Facebook's Valuation Due to Supply, Demand Imbalance

Facebook, the social networking giant, is now valued at $65 billion and has moved up 30 percent in the last six weeks,making it one of the most highly valued private companies around.

This high valuation is a function of scarcity of shares that has created a supply, demand imbalance, according to one venture capitalist.

"These values are being pegged on imperfect information. With that said though ... we're about 15 years into what I think is a 50- to a 100- year major innovation cycle. I think there'll be a small number of incredibly important consumer brands that will merge out of the first 25 years," Dana Stalder, general partner of the venture capital firm, Matrix Partners, that helped bring Apple public in the '80s, told CNBC on Friday.

"Facebook without question is gonna be one of those brands and already has become one of those brands.
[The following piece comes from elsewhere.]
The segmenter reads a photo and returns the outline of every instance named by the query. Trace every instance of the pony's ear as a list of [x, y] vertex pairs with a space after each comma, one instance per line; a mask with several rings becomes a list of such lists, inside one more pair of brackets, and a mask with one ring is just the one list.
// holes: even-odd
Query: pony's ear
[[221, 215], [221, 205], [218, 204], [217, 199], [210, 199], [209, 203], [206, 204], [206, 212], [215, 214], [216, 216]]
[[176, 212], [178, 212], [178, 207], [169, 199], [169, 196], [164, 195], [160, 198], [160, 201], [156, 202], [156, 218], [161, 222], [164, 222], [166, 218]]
It has all the attributes in terms of reach, and consumer engagement, and brand awareness, and growth to look like the next Google. Time will tell," Stalder added.

But, Stalder warned that there is a "massive reallocation of capital happening in Silicon Valley."

"You've got what are traditionally very early stage venture capital firms buying Facebook off of private secondary markets at the same time other early stage VCs are selling there shares on the secondary markets," Stalder went on to say."

"There is every characteristic of a bubble that you can imagine that is starting to emerge. We're seeing it really just in the private market though, we haven't seen it in the public markets," he said. "That's where we may get into trouble is when we see this start to shift into the public market in a meaningful way."

However, given the expected growth in the internet, Stalder's strategy is to look for investments at the early stage that have the right team, product strategy and market size.

"We get involved with founder entrepreneur at the very beginning of these companies with the expectation that we will continue to put money and time into these companies over what's generally a 5- to 10- year investment cycle," Stalder added.

"The vast majority of our time on the internet over the course of the next ten years is going to shift from PC like devices to wireless devices and that is going to open up huge opportunity for innovation and new companies," he concluded.

Matrix Partners start-up investments include:

  • Zong, 30 million customers, mobile payment system used by Facebook and other sites for gaming credits.
  • Zendesk, 22 million end users, cloud-based help desk software used by notable clients Groupon, OpenTable and Adobe .
  • Polyvore, 6.5 million unique visitors, fashion-based online community aimed at attracting trendsetters and shoppers.